Segundo a PC, o criminoso disse não arrumar emprego e, por eso, decidiu ‘pagar pelo crime’.
foto: PC estreno
foto: PC estreno

O lavador de carros Francisco Rauleson Silva Gama, 26, conhecido como “Alce”, se entregou, en la tarde del miércoles (8), na Delegacia Especializada em Homicídios e Sequestros (Dehs). O jovem é acusado de matar um rapaz identificado como José Edson Rodrigues de Paiva, en las primeras horas del día 6 diciembre 2011, na Rua Judá, localizada no Conjunto Nossa Senhora de Fátima 2, Nueva zona de Ciudad, zona Norte da capital.
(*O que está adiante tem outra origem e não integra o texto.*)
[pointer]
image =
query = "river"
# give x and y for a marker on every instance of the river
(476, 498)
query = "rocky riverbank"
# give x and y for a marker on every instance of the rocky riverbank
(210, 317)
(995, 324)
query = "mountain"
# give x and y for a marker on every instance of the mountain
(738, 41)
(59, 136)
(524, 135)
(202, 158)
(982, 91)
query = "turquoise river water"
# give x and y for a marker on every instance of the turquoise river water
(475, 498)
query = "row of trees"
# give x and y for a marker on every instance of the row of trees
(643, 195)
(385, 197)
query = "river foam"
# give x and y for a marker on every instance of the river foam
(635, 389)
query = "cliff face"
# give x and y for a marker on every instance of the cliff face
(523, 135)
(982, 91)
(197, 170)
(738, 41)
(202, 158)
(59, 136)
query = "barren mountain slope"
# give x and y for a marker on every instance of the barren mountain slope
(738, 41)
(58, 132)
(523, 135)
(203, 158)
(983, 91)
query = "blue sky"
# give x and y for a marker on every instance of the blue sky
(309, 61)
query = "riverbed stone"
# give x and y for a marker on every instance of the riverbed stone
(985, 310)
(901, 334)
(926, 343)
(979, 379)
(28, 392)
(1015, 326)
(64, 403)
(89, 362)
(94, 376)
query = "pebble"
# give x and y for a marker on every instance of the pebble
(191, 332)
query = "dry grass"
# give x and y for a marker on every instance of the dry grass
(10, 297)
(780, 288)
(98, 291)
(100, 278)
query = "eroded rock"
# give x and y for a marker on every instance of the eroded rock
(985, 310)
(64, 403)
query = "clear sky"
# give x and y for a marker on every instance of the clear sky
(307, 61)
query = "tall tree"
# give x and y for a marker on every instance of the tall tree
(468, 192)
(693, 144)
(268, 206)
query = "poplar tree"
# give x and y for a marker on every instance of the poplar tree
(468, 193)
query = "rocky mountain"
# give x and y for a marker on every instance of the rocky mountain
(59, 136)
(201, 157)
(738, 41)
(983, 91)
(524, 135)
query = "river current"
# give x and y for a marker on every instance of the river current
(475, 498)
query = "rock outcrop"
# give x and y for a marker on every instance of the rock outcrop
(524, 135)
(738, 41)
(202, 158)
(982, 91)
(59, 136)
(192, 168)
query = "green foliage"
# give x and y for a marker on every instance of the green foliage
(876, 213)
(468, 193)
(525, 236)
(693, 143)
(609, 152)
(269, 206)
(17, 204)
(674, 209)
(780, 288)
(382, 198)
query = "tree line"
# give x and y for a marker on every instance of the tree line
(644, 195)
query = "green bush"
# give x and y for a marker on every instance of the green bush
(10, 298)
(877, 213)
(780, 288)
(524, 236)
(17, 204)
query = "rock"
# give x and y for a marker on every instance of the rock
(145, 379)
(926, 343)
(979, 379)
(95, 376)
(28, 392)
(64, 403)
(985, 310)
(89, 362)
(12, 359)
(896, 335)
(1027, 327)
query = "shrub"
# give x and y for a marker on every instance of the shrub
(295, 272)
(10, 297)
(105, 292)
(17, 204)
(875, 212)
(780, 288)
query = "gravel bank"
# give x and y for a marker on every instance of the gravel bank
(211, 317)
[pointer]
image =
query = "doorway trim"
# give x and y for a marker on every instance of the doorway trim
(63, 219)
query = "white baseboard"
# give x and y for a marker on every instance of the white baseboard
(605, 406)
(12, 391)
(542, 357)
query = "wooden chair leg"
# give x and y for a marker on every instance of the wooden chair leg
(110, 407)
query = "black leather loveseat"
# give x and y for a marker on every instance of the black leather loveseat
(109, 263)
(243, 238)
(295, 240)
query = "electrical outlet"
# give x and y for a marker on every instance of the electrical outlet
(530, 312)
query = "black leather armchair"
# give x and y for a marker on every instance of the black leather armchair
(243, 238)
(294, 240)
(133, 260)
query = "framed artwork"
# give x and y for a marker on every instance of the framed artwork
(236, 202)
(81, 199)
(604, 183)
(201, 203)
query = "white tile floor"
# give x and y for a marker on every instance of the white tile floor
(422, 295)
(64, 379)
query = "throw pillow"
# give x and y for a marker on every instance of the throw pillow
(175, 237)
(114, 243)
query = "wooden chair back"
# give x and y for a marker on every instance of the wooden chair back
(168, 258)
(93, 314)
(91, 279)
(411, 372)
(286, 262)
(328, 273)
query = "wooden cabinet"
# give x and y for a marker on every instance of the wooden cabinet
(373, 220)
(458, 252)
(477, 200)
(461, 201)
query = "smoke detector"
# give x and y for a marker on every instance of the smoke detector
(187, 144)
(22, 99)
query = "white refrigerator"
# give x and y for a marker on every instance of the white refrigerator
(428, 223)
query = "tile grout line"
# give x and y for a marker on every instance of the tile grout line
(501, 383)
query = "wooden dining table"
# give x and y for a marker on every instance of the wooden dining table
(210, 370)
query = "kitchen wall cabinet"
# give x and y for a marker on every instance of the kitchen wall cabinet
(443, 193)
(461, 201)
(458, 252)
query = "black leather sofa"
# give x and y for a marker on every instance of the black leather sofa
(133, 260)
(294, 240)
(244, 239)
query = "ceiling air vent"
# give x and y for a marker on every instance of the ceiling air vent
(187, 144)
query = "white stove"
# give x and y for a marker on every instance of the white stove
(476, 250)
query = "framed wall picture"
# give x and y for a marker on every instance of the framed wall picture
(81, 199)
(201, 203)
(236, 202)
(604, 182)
Francisco se entregou à Polícia Civil por volta das 14h de quarta-feira, día 8. Ele foi até o 6º Distrito Integrado de Polícia (INMERSIÓN), naquela região da cidade, e na unidade policial os investigadores constataram que havia um mandado de prisão preventiva em nome dele em aberto, por homicídio qualificado, representado por servidores que atuam na DEHS. Por conta disso “Alce” foi conduzido à especializada para prestar esclarecimentos.

Según el delegado Ivo Martins, o mandado de prisão em questão foi expedido no dia 14 Mayo de este año, por el juez del segundo palo jurado, Anésio Rocha Pinheiro. “Francisco alegou que estava enfrentando dificuldades financeiras e não conseguia emprego com carteira assinada por conta da restrição no nome dele. Ele decidiu pagar pena pelo crime pra resolver a pendência com a Justiça”, Said Martins.

A medida que la autoridad policial, Francisco seria o autor do homicídio de José Edson Rodrigues de Paiva, que era conhecido como “Toupeira” e tinha 27 anos na época em que o crime aconteceu. “A vítima veio a óbito após ser alvejada na cabeça por “Alce”. O fato ocorreu após um desentendimento entre eles, relacionado ao tráfico de drogas. O infrator teria encontrado uma vítima em um bar e aproveitou a oportunidade para cometer o delito”, explicó.

en un testimonio, Francisco relatou que estava arrependido e que após cumprir pena na cadeia iniciaria uma nova vida. “Eu queria muito trabalhar de carteira assinada, mas sou impedido por ter cometido esse homicídio. Decidi pagar pelo crime que cometi e quando for liberado pela Justiça vou distribuir currículos para garantir um emprego e sustentar minha família”, declarado.

Francisco foi indiciado por homicídio qualificado e ao término dos procedimentos cabíveis realizados na DEHS ele será conduzido à Cadeia Pública Desembargador Raimundo Vidal Pessoa, en Manaus Centro, sul, que estará a disposición de la Justicia.